According to a report in The Guardian, the Chinese superhit film Return to Dust, which depicts the challenges of life in the country’s rural areas, has disappeared from the nation’s theatres and internet. The film, which made more than 100 million yuan (about $14 million) at the box office and had its world premiere in February at the 2022 Berlin International Film Festival to rapturous acclaim, has since been removed from all streaming providers. Furthermore, it is currently illegal to talk about this movie on social media.
According to the Guardian article, viewers of “Return to Dust” commended it for its affecting and genuine portrayal of rural China. For the same reason, it has also come under fire from nationalistic voices who claim it unfairly portrays China.
The research says that China’s censorship of entertainment, which is often very sensitive, is mostly unclear and that it is often hard to tell if a removal was ordered by the government or if it was a choice made by a business.
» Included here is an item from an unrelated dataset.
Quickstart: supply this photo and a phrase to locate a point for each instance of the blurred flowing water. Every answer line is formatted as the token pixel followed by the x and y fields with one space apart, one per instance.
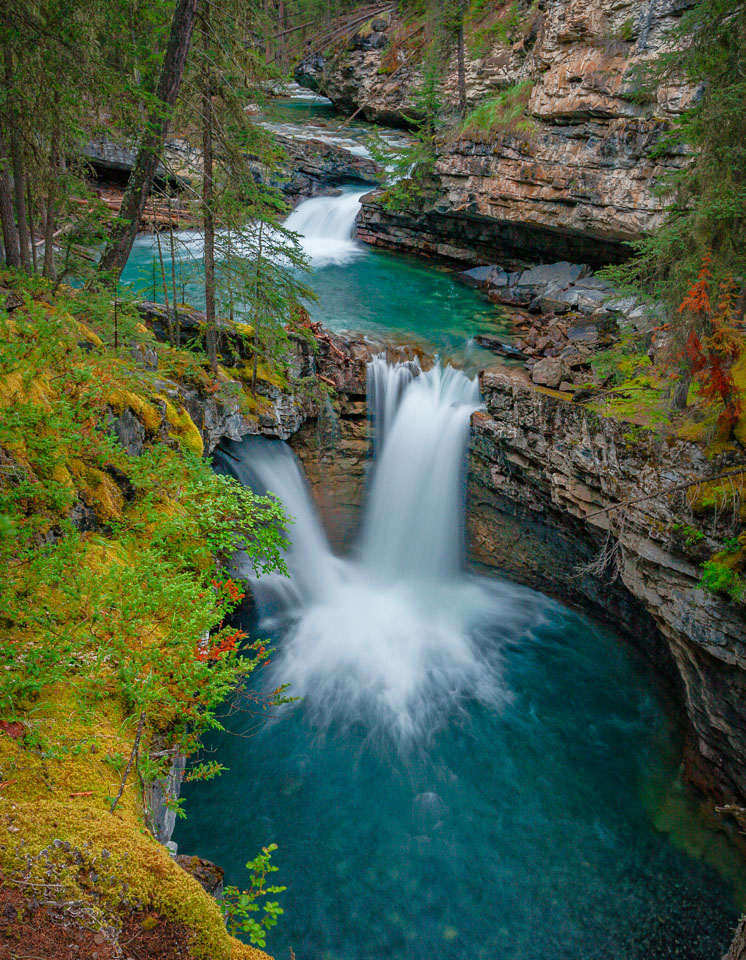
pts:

The South China Morning Post claims “On September 26, the movie was pulled from theatres and abruptly removed from all streaming services in the nation. However, discussing the movie on social media is not forbidden. The lives of a poor couple in a remote town in Gansu province in the northwest of the country are used as a lens through which to evaluate the effects of the nation’s economic progress and fast urbanisation. ”
Ma Youtie and Cao Guiying are two newlyweds in an arranged marriage in rural China who discover love and loyalty to each other on the periphery of modern society. Their fictional story is told in the film. While the antagonist of the movie, a guy who wants to evict Youtie and Guiying from their house, drives a fancy car, while Youtie and Guiying struggle in their poverty and work the land with a donkey.